Serve this lentil dip for lunch or as a vegan appetizer dip...
1) Pour the lentils in a colander and rinse them gently. Then let them drain.
2) In the meantime add some olive oil to a saucepan and place it over medium heat until hot. Then add the chopped onion and garlic.
3) Stir well and cook for about 3 to 4 minutes until the onion softens. Then add the tablespoon of tomato paste and the drained lentils (keep a tablespoon of lentils aside for garnish if you like).
4) Cook for another minute. Then season the lentils with a pinch of pepper, salt and half of the curry powder.
5) Stir the lentils well. Then take the pan off the heat and check the seasoning. Add extra pepper, salt or curry powder to taste if necessary. Let the cooked lentils cool for a few minutes. Then transfer them to a blender.

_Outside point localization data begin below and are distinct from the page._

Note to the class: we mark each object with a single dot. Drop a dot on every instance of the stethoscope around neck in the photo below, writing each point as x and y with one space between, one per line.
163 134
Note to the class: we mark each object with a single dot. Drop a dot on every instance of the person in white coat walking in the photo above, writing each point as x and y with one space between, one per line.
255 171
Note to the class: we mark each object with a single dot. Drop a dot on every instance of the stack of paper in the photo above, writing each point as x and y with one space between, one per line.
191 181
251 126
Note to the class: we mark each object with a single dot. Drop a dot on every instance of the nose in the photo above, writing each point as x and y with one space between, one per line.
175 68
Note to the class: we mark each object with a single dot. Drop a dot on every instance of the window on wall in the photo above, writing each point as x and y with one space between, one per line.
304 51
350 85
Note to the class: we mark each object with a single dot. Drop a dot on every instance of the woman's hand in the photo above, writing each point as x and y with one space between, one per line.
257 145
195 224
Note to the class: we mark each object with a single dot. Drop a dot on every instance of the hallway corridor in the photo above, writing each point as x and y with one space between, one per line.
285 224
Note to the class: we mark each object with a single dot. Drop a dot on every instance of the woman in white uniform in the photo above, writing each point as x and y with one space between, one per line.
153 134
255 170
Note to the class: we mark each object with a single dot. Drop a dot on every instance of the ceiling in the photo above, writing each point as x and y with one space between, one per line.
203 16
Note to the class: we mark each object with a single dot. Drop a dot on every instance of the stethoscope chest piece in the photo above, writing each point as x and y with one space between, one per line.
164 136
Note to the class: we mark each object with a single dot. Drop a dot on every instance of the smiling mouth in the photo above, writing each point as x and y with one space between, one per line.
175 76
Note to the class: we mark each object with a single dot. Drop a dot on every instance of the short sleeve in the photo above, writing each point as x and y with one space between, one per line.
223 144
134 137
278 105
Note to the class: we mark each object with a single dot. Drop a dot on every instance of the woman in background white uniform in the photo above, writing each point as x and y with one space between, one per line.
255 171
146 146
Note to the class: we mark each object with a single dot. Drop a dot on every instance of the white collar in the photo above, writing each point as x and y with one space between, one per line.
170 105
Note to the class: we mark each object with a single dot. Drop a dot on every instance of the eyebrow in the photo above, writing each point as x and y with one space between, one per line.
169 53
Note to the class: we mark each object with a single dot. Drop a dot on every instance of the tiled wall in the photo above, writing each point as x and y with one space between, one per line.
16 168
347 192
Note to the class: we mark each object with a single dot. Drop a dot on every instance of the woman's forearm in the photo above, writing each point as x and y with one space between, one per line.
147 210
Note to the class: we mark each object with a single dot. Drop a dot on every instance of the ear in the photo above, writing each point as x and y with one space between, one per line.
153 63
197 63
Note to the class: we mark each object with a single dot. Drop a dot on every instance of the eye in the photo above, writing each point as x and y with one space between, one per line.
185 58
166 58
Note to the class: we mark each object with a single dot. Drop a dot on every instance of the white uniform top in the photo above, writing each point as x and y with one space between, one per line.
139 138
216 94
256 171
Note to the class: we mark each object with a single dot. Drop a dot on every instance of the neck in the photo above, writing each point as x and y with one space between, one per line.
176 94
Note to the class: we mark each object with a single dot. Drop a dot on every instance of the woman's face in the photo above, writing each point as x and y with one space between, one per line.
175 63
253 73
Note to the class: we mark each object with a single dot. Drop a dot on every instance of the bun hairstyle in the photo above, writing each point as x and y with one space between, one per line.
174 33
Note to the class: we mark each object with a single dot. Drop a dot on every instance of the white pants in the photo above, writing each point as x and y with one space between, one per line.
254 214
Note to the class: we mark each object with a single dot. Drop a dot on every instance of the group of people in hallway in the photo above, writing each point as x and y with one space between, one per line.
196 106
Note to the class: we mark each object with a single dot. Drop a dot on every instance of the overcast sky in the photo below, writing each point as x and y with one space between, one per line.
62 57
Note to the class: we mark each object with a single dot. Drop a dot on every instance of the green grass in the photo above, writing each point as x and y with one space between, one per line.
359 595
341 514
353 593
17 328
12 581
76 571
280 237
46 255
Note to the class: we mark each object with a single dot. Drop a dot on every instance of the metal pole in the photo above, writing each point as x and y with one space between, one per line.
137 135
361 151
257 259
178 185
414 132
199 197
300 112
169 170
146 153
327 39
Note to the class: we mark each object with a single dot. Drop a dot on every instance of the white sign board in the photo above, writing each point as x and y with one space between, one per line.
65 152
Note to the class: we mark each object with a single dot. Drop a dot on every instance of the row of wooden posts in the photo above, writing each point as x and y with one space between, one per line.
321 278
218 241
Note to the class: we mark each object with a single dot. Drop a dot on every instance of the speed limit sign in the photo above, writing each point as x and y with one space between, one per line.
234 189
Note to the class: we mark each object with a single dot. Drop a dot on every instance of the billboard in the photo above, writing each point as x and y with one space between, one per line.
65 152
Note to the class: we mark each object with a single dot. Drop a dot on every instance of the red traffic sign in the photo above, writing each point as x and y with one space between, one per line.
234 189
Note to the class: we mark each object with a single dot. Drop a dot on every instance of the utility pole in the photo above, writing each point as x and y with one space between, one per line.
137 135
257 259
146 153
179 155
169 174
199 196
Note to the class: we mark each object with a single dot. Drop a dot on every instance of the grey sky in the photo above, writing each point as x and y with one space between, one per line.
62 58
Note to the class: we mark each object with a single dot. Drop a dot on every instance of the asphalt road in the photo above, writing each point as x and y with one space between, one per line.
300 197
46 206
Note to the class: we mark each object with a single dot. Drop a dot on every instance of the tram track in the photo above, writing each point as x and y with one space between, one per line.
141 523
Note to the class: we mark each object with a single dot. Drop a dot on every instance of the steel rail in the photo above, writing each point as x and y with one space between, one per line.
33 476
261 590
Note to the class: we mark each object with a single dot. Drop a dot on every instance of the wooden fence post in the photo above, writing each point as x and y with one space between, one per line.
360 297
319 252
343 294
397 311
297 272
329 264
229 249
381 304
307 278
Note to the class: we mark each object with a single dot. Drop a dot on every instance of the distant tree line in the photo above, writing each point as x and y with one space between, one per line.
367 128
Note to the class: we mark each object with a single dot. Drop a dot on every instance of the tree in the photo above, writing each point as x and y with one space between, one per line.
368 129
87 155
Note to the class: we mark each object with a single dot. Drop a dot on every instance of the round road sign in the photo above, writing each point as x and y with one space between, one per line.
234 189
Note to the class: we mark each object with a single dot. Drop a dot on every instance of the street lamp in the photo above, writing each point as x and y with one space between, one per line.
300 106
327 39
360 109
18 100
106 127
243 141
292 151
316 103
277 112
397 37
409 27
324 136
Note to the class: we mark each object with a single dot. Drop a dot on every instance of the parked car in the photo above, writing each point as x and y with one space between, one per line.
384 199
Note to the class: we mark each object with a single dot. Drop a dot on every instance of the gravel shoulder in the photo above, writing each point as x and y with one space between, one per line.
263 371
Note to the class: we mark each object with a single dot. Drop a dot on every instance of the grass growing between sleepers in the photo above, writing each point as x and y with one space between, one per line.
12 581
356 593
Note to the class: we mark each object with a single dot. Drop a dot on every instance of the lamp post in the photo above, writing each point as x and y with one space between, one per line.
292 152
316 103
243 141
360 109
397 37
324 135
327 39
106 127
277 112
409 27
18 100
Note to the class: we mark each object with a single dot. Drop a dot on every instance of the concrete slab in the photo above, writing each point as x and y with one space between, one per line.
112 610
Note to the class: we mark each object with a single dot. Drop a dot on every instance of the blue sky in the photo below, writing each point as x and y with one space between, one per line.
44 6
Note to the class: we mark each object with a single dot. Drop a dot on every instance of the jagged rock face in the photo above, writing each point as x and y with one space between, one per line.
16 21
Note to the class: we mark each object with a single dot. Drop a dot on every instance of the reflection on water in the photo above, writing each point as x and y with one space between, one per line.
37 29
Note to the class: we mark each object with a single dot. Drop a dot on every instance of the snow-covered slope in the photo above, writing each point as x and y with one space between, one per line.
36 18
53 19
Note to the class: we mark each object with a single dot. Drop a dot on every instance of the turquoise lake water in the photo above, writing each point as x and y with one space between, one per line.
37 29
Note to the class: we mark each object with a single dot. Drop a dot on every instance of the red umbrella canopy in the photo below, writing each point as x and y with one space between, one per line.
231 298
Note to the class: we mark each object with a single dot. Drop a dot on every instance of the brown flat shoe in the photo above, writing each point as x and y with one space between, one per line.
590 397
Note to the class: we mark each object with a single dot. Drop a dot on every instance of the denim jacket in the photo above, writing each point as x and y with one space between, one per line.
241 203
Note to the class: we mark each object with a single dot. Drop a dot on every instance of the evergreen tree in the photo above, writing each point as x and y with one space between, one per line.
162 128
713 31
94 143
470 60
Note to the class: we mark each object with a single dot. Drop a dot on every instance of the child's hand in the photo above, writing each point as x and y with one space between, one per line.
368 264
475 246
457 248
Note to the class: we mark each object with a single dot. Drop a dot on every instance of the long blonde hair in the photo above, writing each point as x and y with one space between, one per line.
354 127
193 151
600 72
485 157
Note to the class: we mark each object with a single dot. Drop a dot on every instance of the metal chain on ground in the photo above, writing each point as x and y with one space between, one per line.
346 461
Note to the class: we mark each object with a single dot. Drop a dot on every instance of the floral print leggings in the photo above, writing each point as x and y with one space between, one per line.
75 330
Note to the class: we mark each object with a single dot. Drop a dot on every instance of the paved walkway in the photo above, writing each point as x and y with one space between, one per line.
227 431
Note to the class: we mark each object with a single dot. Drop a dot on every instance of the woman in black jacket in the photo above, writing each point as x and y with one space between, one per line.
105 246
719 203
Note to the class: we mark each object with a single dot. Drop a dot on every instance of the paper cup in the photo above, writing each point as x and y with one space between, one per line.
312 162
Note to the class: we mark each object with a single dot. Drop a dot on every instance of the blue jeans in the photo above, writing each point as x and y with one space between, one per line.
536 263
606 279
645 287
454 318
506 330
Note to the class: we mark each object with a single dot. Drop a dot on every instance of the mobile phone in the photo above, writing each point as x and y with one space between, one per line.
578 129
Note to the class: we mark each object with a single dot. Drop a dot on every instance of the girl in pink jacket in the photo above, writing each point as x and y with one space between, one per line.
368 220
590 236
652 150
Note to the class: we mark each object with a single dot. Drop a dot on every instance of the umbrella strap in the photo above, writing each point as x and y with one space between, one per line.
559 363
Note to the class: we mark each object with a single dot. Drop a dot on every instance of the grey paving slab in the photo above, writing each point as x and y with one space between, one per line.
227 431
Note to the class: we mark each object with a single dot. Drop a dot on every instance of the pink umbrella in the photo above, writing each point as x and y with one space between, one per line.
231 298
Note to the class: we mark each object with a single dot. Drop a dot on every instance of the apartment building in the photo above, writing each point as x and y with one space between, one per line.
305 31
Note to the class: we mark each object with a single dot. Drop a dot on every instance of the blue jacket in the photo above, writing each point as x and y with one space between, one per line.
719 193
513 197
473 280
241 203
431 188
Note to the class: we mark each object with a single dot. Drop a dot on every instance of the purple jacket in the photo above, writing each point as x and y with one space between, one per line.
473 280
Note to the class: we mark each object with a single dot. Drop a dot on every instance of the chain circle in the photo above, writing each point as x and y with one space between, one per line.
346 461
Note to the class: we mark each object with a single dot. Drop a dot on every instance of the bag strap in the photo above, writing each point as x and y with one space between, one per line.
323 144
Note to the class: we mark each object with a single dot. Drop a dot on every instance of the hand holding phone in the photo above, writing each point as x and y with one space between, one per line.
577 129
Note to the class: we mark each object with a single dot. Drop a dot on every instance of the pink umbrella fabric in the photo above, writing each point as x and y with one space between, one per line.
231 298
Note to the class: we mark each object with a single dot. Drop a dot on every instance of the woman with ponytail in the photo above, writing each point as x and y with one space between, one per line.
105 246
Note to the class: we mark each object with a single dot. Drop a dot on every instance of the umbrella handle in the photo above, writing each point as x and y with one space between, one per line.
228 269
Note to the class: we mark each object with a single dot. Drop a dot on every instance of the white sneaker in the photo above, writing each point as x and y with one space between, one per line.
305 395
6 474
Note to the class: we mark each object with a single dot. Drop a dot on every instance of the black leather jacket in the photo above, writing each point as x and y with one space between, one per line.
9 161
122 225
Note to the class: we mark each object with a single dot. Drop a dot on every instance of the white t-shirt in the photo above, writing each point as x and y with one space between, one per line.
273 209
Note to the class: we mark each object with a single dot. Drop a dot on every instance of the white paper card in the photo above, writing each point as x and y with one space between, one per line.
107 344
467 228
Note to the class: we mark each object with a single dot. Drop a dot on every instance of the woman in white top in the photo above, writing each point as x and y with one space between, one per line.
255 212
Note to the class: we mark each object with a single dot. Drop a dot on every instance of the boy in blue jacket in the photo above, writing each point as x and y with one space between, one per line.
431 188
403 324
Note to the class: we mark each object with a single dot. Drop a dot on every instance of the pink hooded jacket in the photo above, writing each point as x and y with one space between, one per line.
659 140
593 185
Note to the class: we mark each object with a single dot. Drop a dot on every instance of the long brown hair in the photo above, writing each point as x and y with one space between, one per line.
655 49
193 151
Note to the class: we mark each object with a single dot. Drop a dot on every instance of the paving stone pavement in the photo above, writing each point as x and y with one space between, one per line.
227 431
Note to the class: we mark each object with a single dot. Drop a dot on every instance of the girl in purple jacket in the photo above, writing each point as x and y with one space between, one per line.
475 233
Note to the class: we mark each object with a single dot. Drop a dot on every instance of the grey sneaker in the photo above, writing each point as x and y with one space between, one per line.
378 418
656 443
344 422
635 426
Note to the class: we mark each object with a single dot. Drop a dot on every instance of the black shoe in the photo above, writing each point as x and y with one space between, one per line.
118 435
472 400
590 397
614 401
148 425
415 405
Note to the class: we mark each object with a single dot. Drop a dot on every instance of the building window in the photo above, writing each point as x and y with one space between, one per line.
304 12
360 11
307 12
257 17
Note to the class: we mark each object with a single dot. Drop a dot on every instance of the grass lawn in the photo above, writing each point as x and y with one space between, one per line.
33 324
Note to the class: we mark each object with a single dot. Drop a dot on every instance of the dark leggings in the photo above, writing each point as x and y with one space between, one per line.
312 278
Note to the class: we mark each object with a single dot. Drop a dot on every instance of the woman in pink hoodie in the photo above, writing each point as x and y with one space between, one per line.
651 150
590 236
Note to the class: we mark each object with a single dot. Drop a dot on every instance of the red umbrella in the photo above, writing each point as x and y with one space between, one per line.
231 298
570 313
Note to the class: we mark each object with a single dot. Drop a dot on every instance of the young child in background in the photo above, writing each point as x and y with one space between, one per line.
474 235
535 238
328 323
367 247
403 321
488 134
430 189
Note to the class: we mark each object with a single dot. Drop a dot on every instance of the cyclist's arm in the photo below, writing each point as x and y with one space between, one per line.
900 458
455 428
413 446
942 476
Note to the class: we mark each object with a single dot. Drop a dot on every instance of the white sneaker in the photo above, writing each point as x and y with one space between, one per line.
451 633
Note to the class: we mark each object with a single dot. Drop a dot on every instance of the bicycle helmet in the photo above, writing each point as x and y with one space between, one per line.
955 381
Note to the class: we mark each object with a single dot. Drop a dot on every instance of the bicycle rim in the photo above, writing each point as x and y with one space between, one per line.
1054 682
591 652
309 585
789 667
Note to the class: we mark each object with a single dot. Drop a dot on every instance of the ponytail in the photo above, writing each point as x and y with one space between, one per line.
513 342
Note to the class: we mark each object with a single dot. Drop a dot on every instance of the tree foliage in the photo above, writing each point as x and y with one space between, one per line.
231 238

6) Blend the lentils into a fine and fragrant paste. Also add 2 tablespoons of water and a little drop of olive oil.
7) Blend until the lentil dip is creamy. Then check the seasoning one last time and add extra pepper, salt or curry powder. Scoop the lentil dip in a clean serving bowl. Garnish with lentils if you kept some aside. Sprinkle with extra olive oil and a last dash of freshly ground black pepper. Serve lukewarm or at room temperature.